The suggestion of the respondent that district No. 6 has some standing under the provisions of section 1926, Code Civ. Proc., is without merit. That section merely gives certain designated officers, among them trustees of school districts, authority to maintain certain actions; and section 1928 provides:

“The last two sections do not apply to a case where it is specially prescribed by law, that an action may be maintained, by or against the body, represented by an officer designated in those sections; but, in such a case, the prosecution or defense of the action, as the case may be, must be conducted by the persons then in office, who represent that body.”

There is no authority in section 1926 for an action by a board of education to protect the rights of taxpayers or creditors of a particular territory involved in a municipal corporation.

Equally untenable is the suggestion that district No. 6 is denied any of the rights or privileges guarantied by the first section of article 1 of the state constitution. That majestic declaration in behalf of individual rights provides that “no member of this state shall be disfranchised or deprived of any of the rights or privileges secured to any citizen thereof, unless by the law of the land or the judgment of his peers.” We have already shown that the right or privilege of maintaining an action in the courts of this state depended upon having a real interest in the controversy, and that the plaintiff in this action had no such interest.
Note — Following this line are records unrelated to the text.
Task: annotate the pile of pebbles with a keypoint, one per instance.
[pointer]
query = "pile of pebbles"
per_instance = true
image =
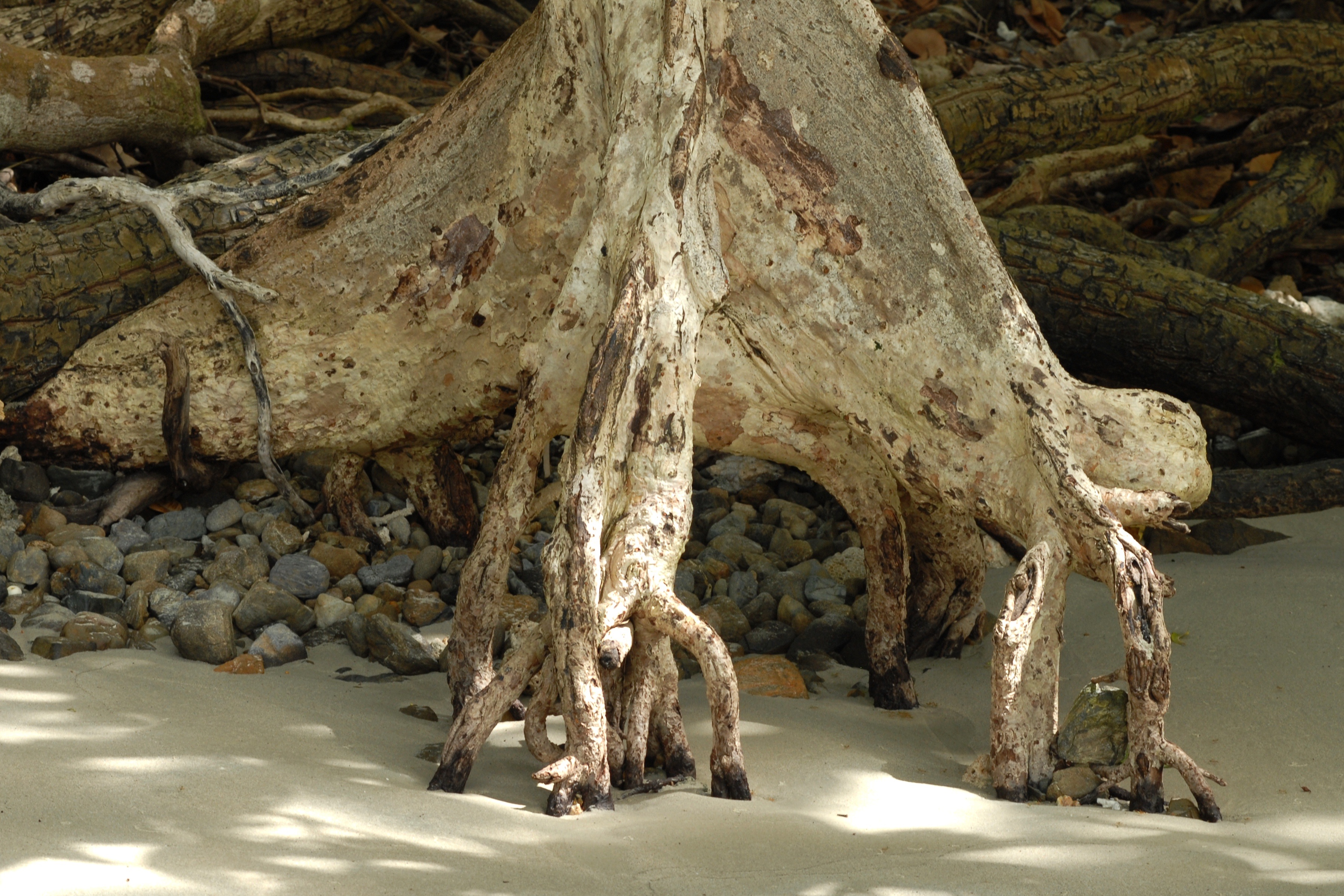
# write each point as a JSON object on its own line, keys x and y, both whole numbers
{"x": 775, "y": 566}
It is difficult, therefore, to understand what right of the plaintiff will be denied by sustaining the demurrer of the defendant to the complaint. It has no real interest in any question proposed to be litigated; ,it has all of its corporate rights intact, though it was within the power of the legislature to abridge or abolish them utterly; and it appears in this litigation as a mere volunteer, to raise questions which are not open to any person or *527corporation other than a taxpayer or a creditor of the district, if at all.

The interlocutory judgment appealed from should be reversed, and the demurrer of the defendant sustained.

Interlocutory judgment reversed, and demurrer sustained, with costs. All concur.